It is my day 60, which is amazing. But I've had a lot on my plate over the last couple of weeks. A while ago, Nicole mentioned Carolyn Myss's "Dark Night of the Soul" from Soul Contracts on HayHouse Radio...since the shit hit the fan with me last night, I decided to finally listen. Thank you Nicole for mentioning that a while back and I apologize for having to bail on our reading at the last moment; hopefully this blog will partially explain why.
Myss explains that heaven can place you in a chrysalis and dismantle your senses. You are placed into unreasonable circumstances that challenge every one of your beliefs you had until that moment. You realize there is no truth to egocentric belief systems. There are things that are not reconcilable at the level of the reasoning mind. You have to keep what cannot be reconciled exactly the way it is; that is the truth. You have to accept that it is not reconcilable. It is beyond me…I have to turn to something bigger than me. The circumstance is bigger than me and I cannot deal with it on my own.
I am going through my dark night right now and it is breaking me down in every way; ways I didn’t even think I could be broken down. So many things that were sacred to me are crumbling right before my eyes. I am unsure how to navigate through this. I know that all things happen for a reason. And perhaps something better lies ahead. But right now, the very person I loved the most has betrayed me, broken my trust, broken me down, and broken my heart. And I feel completely shattered.
I recently started Eckhart Tolle’s
A New Earth, which is amazing, and I have been trying to be more present in my awareness through all of this. I think that helped me through this situation and handle it differently than I would have. Every moment I start spinning out inside my head or lose control and crying, I draw attention to my breathing. I am breathing. I am alive. I will breathe five seconds from now, five minutes from now, five hours from now, five days from now, and five years from now. Donna’s book asks “What can make me feel good right now?” Right now it’s been little things: bubble baths, sleep, meditation, walks outside, drinking a cup of coffee, being around friends. The little things alleviate some of the hurt, the heartbreak and pain, but getting through my bigger projects is proving to be more difficult—concentration is shot, etc. These little things are helping. But this is my dark night of the soul and I need to let go and let the universe guide me through this.
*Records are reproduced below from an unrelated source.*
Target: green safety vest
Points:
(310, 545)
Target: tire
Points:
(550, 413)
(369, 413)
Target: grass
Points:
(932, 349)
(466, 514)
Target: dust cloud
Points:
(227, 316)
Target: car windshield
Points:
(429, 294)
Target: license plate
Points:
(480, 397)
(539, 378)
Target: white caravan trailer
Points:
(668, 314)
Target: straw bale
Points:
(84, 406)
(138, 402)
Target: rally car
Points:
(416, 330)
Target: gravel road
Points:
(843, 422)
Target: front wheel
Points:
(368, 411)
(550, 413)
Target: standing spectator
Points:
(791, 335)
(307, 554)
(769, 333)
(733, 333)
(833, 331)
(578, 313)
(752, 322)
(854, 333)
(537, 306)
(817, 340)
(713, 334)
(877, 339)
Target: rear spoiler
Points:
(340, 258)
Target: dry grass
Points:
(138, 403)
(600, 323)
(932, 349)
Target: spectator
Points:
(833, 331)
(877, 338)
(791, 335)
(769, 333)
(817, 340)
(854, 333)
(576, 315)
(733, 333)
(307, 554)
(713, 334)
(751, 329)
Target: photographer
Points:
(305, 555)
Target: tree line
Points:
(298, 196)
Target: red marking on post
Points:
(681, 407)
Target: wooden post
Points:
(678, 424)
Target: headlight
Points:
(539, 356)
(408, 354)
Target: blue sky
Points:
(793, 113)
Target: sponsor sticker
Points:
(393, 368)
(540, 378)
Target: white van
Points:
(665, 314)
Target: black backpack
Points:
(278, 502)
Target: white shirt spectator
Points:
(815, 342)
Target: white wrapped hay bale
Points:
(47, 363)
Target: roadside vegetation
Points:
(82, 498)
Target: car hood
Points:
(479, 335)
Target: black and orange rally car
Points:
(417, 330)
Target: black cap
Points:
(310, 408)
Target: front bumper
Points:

This little bit from the podcast resonated so deeply with me: “Ever since happiness heard your name it has been running through the streets trying to find you and several times in the last week God himself has even come to my door so sweetly asking for your address, wanting the beautiful warmth of your heart’s fire.” I need to remember this. The universe is there, waiting to guide me through and help me to find my light again. I am so grateful for this community and the friends I've made here who continually guide me along like little angels.